Sabayon
Sabayon
Les soldats de la campagne d'Italie furent bien inspirés de nous rapporter ce mot chatoyant, aussi doux à l'oreille qu'il est agréable au palais. Enfin il faut bien reconnaître que cette inspiration méditerranéenne vaut bien tous ces anglicismes qui pénètrent nos phrases sans prévenir, après à peine un court séjour dans les recoins du moindre message internautique. L'essayer c'est l'adopter, cette préparation culinaire simple à l'origine, à base de vin blanc et de jaune d'oeuf, fut aussitôt commune à tous les gâte-sauces de l'hexagone qui s'empressèrent de lui trouver tant d'emplois, tant de compositions, tant de présentations originales qu'elle envahit les menus de la plus célèbre des tables jusqu'au moindre mastroquet des banlieues ou le plus reculé des restaus jardins de nos provinces.
Et voilà deux cents ans que celà dure. Hélas! après deux siècles de discrétion le sabayon est partout dans la cuisine. Entrée, plat ou dessert, on vous vante à satiété de savants mélanges. On ne peut plus vous proposer le moindre morceau de viande, le plus nu des filets de poisson, le plus modeste des desserts sans vous faire savoir qu'il est servi avec un sabayon : jus et moutarde réduits en sauce pour l'un, couché sur un mélange savant d'aromates pour l'autre, aimablement noyé dans un bain de sucs de framboises et groseilles pour le dernier. Je n'ai rien en général contre l'art culinaire et la joie des saveurs qu'il propose mais je me vois contraint de m'opposer à cet envahissement permanent dans les gazettes, écrites ou filmées, des auteurs de recettes qui, ignorants du mauvais goût et du ridicule, organisent maintes démonstrations et concours à base de discours amphigouriques et de tenues extravagantes, dans lesquelles les mélanges incongrus, nommés sabayons par abus, sont trop souvent de la partie.

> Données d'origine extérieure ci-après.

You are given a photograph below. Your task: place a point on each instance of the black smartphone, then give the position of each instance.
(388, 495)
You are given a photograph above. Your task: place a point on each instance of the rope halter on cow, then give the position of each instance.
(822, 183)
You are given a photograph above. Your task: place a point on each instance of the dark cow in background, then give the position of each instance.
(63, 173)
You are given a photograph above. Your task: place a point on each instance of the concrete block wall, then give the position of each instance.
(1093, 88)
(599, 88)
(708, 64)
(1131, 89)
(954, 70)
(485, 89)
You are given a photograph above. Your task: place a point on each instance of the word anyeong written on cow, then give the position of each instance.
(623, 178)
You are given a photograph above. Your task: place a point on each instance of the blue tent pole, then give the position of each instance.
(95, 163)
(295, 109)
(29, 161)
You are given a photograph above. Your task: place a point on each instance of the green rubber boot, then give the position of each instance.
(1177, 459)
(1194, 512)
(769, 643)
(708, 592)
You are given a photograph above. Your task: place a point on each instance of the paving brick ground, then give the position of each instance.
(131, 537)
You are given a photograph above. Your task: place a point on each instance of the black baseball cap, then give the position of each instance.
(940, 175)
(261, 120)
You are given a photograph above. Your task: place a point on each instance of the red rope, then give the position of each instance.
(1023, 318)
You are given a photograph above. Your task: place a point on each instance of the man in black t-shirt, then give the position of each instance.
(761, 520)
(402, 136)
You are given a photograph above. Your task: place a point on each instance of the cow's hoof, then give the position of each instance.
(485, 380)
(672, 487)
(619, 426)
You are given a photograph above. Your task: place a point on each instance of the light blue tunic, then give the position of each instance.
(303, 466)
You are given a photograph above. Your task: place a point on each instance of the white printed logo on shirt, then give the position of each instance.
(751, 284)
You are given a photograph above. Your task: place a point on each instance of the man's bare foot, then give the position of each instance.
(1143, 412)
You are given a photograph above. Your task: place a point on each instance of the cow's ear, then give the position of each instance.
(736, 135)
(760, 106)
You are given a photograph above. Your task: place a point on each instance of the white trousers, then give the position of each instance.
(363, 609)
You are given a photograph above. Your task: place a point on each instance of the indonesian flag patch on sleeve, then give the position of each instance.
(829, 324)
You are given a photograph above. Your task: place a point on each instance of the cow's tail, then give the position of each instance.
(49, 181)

Rappeler qu'à l'origine il s'agissait d'un simple appareil, une sorte de nudité culinaire destinée à vous requinquer le biffin qui en voyait de toutes les couleurs sous la houlette du premier consul dans les marches italiennes, ne servira de rien. L'exagération est passée dans les moeurs. On utilise le sabayon sans mesure sous prétexte d'abondance de nourritures et de biens terrestres sans penser un instant que cette provende pourrait bien disparaître en moins d'un an, sous le simple effet des caprices du climat qui s'échauffe ou des drames de la guerre qui se déchaînent aux portes de l'Europe après avoir chassé sur les routes des peuples entiers en diverses régions du monde.
Désarmés ou pour justifier leur incapacité à apaiser la planète la plupart des dirigeants des nations ont bigrement dépassé le stade du sabayon en assaisonnant leurs discours d'un salmigondis d'arguments dont la signification échappe au moindre bon sens avant de se retourner contre eux à l'épreuve des faits et sous les quolibets de leurs adversaires. Ils mélangent tout en pensant se sauver et ne font qu'aggraver leur discrédit. Avec une sorte de désespoir civique j'écoutais récemment, par un beau matin d'aôut qui aurait mérité un sort plus serein, un vaniteux expliquer doctement que les décisions contraires aux voeux des citoyens étaient sans doute le signe des qualités de l'homme d'état. Suivez mon regard, c'est sans doute à lui qu'il pensait et croyait, dur comme fer, que nul ne pouvait le contredire puisqu'il avait été élu plus de trois ans avant.
Il avait raison au moins sur ce point, en nos pays l'onction électorale semble sans retour pendant au mois cinq ans jusqu'à devenir parfois héréditaire. Je ne suis pas certain que la démocratie y trouve là son compte mais bah, tant que les citoyens n'ont pas les moyens de redire autrement. Méfions nous quand même des sabayons, selon les ingrédients qu'on y mélange ils peuvent être excellents ou avoir un goût détestable, celui de la trahison.